Она посмотрела на меня и поставила бутылку.
В ту ночь мы это сделали пару раз. Было очень хорошо.
А после сошлись лет на шесть-восемь в аду.
Я тут стараюсь излагать сжато, пересказывать самое главное, но как втиснуть сорок девять лет в четыре или пять тысяч слов? Поэтому я должен рассказать про эту Джейн всякое – вроде первой ночи, когда скакал на ней, остановился на полутолчке, спросил:
– Слушай, я не знаю, как тебя зовут! Как тебя зовут?
Ее ответ:
– Какая, к черту, разница?
Однажды ночью с моей Джейн, такой пьяный, что с кушетки рядом с ней падал, глядя на эти тонкие лодыжки на высоких каблуках, на эти икры, безупречные, эти безупречные колени, а она просто сидит. Я перепивал ее вдвое и только что свалился с кушетки. И лежа навзничь, глядя снизу на ее ноги, я произнес нетленку:
– Детка, я гений, и никто, кроме меня, этого не знает.
И она ответила нетленкой:
– Ох, да встань ты с пола и сядь, чертов дурень!
Настал день, и мне пришлось ее похоронить. Как отца. Как мать. Я похоронил ее через два года после того, как мы расстались.
Но до этого я загремел в благотворительную палату Окружной общей больницы Л.-А. (мой старый дом), и меня засунули в темный подвал, а бумаги мои потеряли.
– Документы, – сказала старшая медсестра, – отправили вниз, пока я была наверху. – Потому я и потерялся где-то там в подвальном Подполье, тело без документов, умирал, беспрестанно истекал кровью изо рта и жопы. Все это дешевое пойло и трудная жизнь выходили из меня наружу – фонтанами крови. Потом кто-то нашел мои бумаги, и через три дня в подвале меня подняли туда, где света побольше. Но тут выяснилось, что у меня нет кредита на кровь.
– Мистер Буковски, – сказала мне старшая медсестра, – если вы не установите себе кредит на кровь, вы не получите крови. – Это означало, что я умру.
Судя по всему, они для умирающих или больных делали одно – оставляли их валяться, пока не умрут. Я видел, как они отовсюду вокруг меня выволакивают мертвецов. Тогда у них освобождались места для новых тел. С местом была незадача. И ни медсестер, ни врачей. Даже практиканта увидеть – и то было чудом.

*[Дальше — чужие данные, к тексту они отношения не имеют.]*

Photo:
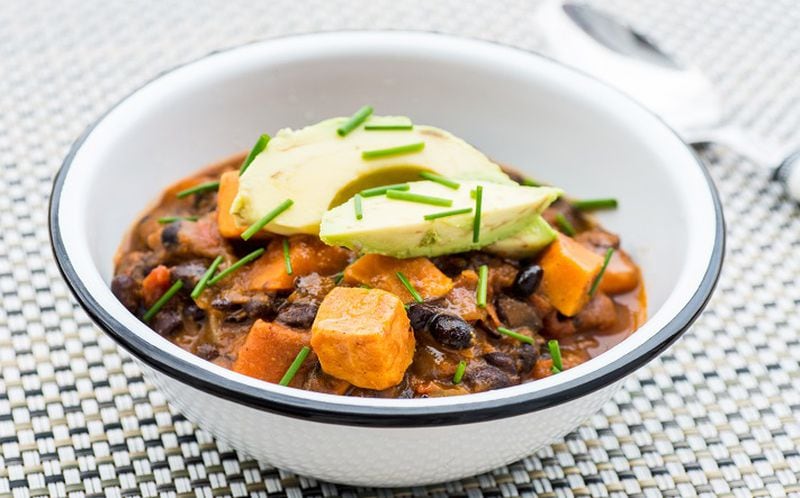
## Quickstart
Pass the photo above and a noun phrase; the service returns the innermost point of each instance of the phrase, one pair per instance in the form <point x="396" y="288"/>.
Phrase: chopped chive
<point x="162" y="301"/>
<point x="201" y="285"/>
<point x="198" y="189"/>
<point x="596" y="283"/>
<point x="515" y="335"/>
<point x="393" y="151"/>
<point x="356" y="119"/>
<point x="257" y="149"/>
<point x="564" y="224"/>
<point x="483" y="283"/>
<point x="440" y="180"/>
<point x="357" y="204"/>
<point x="409" y="287"/>
<point x="389" y="127"/>
<point x="592" y="204"/>
<point x="555" y="353"/>
<point x="287" y="260"/>
<point x="295" y="366"/>
<point x="422" y="199"/>
<point x="254" y="228"/>
<point x="460" y="369"/>
<point x="445" y="214"/>
<point x="169" y="219"/>
<point x="476" y="222"/>
<point x="375" y="191"/>
<point x="227" y="271"/>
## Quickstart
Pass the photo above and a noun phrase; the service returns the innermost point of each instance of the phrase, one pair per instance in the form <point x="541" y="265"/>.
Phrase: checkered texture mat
<point x="718" y="414"/>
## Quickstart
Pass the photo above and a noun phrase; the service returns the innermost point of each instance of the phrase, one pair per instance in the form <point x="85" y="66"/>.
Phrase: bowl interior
<point x="552" y="123"/>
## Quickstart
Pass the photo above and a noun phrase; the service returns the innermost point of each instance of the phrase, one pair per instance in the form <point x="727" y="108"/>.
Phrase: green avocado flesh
<point x="318" y="169"/>
<point x="398" y="228"/>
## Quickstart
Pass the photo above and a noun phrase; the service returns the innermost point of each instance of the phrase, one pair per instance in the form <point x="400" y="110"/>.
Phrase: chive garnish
<point x="162" y="301"/>
<point x="422" y="199"/>
<point x="358" y="208"/>
<point x="445" y="214"/>
<point x="596" y="283"/>
<point x="287" y="260"/>
<point x="483" y="283"/>
<point x="227" y="271"/>
<point x="409" y="287"/>
<point x="295" y="366"/>
<point x="375" y="191"/>
<point x="169" y="219"/>
<point x="201" y="285"/>
<point x="593" y="204"/>
<point x="555" y="353"/>
<point x="476" y="222"/>
<point x="257" y="149"/>
<point x="356" y="119"/>
<point x="254" y="228"/>
<point x="389" y="127"/>
<point x="564" y="224"/>
<point x="393" y="151"/>
<point x="440" y="180"/>
<point x="198" y="189"/>
<point x="460" y="369"/>
<point x="515" y="335"/>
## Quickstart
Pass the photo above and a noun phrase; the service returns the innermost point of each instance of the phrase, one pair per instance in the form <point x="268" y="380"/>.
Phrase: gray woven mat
<point x="718" y="414"/>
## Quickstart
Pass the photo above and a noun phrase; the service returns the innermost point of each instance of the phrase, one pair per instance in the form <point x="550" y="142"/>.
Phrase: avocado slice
<point x="398" y="228"/>
<point x="525" y="243"/>
<point x="318" y="169"/>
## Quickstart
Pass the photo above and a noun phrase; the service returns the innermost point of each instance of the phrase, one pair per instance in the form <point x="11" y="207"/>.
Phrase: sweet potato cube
<point x="569" y="271"/>
<point x="620" y="276"/>
<point x="380" y="272"/>
<point x="269" y="350"/>
<point x="308" y="255"/>
<point x="363" y="336"/>
<point x="228" y="187"/>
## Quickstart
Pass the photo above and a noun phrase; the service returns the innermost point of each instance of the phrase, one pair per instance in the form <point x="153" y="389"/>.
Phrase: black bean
<point x="166" y="321"/>
<point x="527" y="280"/>
<point x="169" y="235"/>
<point x="299" y="315"/>
<point x="126" y="290"/>
<point x="449" y="330"/>
<point x="503" y="361"/>
<point x="486" y="377"/>
<point x="420" y="314"/>
<point x="526" y="358"/>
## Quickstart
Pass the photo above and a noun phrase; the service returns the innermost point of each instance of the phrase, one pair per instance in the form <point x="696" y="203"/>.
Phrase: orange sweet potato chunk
<point x="363" y="336"/>
<point x="569" y="271"/>
<point x="228" y="187"/>
<point x="308" y="255"/>
<point x="380" y="272"/>
<point x="269" y="350"/>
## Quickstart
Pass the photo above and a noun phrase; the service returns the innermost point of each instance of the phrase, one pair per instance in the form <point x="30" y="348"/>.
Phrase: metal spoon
<point x="583" y="37"/>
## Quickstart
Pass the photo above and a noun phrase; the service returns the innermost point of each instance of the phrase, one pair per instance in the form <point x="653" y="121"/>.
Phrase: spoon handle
<point x="784" y="162"/>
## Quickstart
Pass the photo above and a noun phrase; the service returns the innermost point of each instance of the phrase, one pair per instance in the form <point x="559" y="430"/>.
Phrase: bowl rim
<point x="296" y="406"/>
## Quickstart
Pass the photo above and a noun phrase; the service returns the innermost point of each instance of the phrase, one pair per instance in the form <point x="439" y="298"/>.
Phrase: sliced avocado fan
<point x="396" y="227"/>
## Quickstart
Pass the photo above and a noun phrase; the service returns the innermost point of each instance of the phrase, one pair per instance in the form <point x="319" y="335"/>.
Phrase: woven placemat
<point x="718" y="414"/>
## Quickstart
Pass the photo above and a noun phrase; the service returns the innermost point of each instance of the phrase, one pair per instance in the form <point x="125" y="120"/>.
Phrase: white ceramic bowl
<point x="522" y="109"/>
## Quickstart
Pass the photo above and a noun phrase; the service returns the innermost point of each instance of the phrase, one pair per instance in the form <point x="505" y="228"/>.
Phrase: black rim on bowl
<point x="377" y="416"/>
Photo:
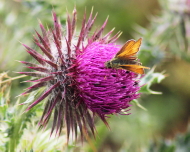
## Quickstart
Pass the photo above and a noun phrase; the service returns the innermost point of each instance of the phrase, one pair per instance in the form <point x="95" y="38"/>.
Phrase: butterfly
<point x="126" y="58"/>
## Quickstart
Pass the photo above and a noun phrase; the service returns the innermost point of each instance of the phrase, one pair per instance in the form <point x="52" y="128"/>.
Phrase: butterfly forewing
<point x="130" y="49"/>
<point x="134" y="68"/>
<point x="126" y="47"/>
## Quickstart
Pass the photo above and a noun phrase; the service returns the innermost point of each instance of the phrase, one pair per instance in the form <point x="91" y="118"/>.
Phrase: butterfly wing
<point x="129" y="50"/>
<point x="134" y="68"/>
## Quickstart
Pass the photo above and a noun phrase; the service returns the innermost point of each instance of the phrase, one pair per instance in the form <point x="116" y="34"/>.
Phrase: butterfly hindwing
<point x="134" y="68"/>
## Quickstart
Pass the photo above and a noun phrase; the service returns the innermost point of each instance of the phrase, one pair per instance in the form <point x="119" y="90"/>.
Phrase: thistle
<point x="78" y="85"/>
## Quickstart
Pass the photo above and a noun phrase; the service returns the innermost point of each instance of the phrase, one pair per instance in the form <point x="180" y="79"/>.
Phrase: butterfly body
<point x="116" y="63"/>
<point x="126" y="58"/>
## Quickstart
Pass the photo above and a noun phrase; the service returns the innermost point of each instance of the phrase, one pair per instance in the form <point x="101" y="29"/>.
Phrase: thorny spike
<point x="81" y="35"/>
<point x="45" y="43"/>
<point x="74" y="21"/>
<point x="52" y="64"/>
<point x="115" y="37"/>
<point x="90" y="23"/>
<point x="33" y="74"/>
<point x="57" y="27"/>
<point x="41" y="69"/>
<point x="47" y="53"/>
<point x="69" y="29"/>
<point x="35" y="54"/>
<point x="28" y="63"/>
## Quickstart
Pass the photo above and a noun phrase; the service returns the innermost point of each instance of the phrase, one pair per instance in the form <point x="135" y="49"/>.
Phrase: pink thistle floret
<point x="78" y="85"/>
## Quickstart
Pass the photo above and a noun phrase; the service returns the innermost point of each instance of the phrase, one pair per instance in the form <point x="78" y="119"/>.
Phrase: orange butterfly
<point x="126" y="58"/>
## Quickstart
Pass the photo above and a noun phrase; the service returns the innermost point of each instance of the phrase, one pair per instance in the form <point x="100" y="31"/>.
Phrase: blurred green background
<point x="165" y="28"/>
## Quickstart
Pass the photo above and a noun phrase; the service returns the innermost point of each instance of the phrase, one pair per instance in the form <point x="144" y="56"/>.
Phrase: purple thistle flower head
<point x="78" y="85"/>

Затем они установили, что кредит на кровь есть у моего отца – он им разжился у себя на работе. Кроме того, я им всю палату пачкал своей кровью, и мне никак не удавалось умереть. Ангелом с неба явилась медсестра, воткнула мне в вену иголку, подвесила бутылку. Я принял тринадцать пинт крови и тринадцать глюкозы безостановочно.
Нашел себе место на Кингзли-драйве, устроился водить грузовик и купил старую пишущую машинку. И каждую ночь после работы напивался. Я не ел – только выстукивал восемь или десять стихов. Даже не знаю, как мне удалось отстукать рассказ. Я писал стихи, только не знал, почему. Как-то разнюхал про Дж. Б. Мэя и его журнал «Трейс», который тогда один как-то объединял возникающие маленькие журналы – он их каталогизировал. А «малыши» тогда были гораздо лучшими пастбищами для того малого количества хорошего и реалистического письма, что в ту пору создавалось. Теперь малыши изменились, материализовались в кучку деятелей с дешевыми мимеографами, которые превратились в свалку очень скверной литературы и поэзии. Маленькие и большие журналы теперь – на одной территории, и те и другие печатают всякую дрянь, а главная цель у них – известность, групповщина и деньги, любой, к черту, ценой. Конская жопа наконец-то встретилась с конским ртом и жрет свое же говно.
Я писал еще стихов, менял работы и женщин, похоронил Джейн, а после этого на меня стали обращать внимание. Появились поэтические брошюрки: «Цветок, кулак и зверский вой». «Гонки с загнанными». «Рисковые стишки для проигравшихся». Стиль мой был очень прост, и я говорил все, что хотел. Книжки распродавались сразу же. Меня понимали шлюхи Канзас-Сити и гарвардские профессора. Кто больше знает?
Все задвигалось быстро. Уит Бёрнетт сложил оружие. «Стори» настал конец. Новым великим редактором нашего времени стал Джон Эдгар Уэбб из «Луджон Пресс Букс», издатель журнала «Аутсайдер». Дальше мой снимок красовался на обложке «Аутсайдера» – избитая и драная рожа, а внутри – стихи и письма. Я стал новой поэтической концепцией – вдали от образованного и тщательного стихоплетства, я выкладывал все грубо. Некоторые это ненавидели, другие любили. Мне-то какое дело. Я лишь больше пил и писал больше стихов. Моя машинка служила мне пулеметом, и он был заряжен.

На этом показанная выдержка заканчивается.